Data analysis and traditional IT functions operate in separate silos in too many organizations. That means those organizations aren’t as effective as they could be, according to Krishna Venkatraman and Pamela Rice of online business lender OnDeck. Venkatraman is SVP of analytics, and Rice is SVP of technology. In part one of this two-part interview, they explained how OnDeck uses data and software to make better lending decisions than humans could. In part two, they talk about how to break down the divisions between data and IT.
The Enterprisers Project (TEP): You talk about breaking down the silos between data and technology. Since the collection and analysis of data are typically technological functions, can you tell me about the silos you see between data management and IT?
Venkatraman: Data collection can easily become a mechanical exercise, unless it is animated by a purpose. With open-air desks within just a few feet of one another, OnDeck’s data and technology teams work together in every part of the business. Together, we identify opportunities to improve decisions and operations through data insights. We then use these learnings to drive our strategy to collect, aggregate, and organize our data. The data team focuses on machine learning and analytics software services that provide intelligence at every decision point of our customer funnel, collaborating with teams from marketing to customer service. The technology team builds the underlying transactional systems, decision workflows and user experiences that carry customers through our product.
As a company, we focus on the respective strengths of the data team and the technology team that complement one another. For example, data teams need to test and iterate rapidly to refine their initial hypotheses, whereas tech teams work best with a well-documented and validated road map. Finding where the two teams meet in the middle is what makes our jobs exciting. Combining seemingly opposing aspects of a workplace environment can sometimes make for interesting times, but we find that this results in a healthier, more open culture that spreads to every division of the company. TEP: More data of all kinds is available today than ever before, but not all of it is valuable. Some companies are struggling to determine which data they should pay attention to, store, and analyze, and which data is not that useful. Has OnDeck faced challenges like these? How do you deal with the threat of data overload?

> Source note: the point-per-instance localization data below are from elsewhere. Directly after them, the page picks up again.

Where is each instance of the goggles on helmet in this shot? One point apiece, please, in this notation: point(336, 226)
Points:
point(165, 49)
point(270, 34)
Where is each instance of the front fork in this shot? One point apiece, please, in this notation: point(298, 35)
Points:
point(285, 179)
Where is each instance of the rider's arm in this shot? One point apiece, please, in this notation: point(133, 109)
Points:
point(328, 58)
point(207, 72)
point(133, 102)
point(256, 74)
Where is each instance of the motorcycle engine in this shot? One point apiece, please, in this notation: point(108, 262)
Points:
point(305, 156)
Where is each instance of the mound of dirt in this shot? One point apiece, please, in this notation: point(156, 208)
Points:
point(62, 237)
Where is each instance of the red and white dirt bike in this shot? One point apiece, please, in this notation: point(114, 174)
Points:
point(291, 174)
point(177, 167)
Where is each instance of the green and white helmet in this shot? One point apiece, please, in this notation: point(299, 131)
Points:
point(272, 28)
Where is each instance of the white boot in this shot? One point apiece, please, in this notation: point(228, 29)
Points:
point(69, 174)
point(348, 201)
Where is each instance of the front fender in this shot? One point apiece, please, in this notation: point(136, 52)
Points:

Venkatraman: In the future, we will look back and wonder, “How did we get by with so little data?” I think we are just getting started in thinking about architectures for learning systems that “automagically” get better with more data. Most companies, save for the select few web-scale companies, truly don’t have a challenge with collecting and storing data; they just have a challenge in quantifying the value of the data and as such in justifying the investment.
This is partially due to organizational silos. Different functions often make investment decisions in isolation and, when it comes to data, this can hurt. For instance, data that is useful for marketing decisions is often useful for sales and customer service as well. Taken together, the case for making the investment may be very strong, but it’s easy for each of the siloed functions to come to the opposite conclusion.
Another reason why data can seem overwhelming for companies is that many of them have been trained to believe that if they simply start collecting data, insights and value will automatically follow in the not too distant future. In fact, the opposite is true. It is very important for the company to have a set of specific objectives – be they strategic or tactical – that inform the data strategy and investment decisions.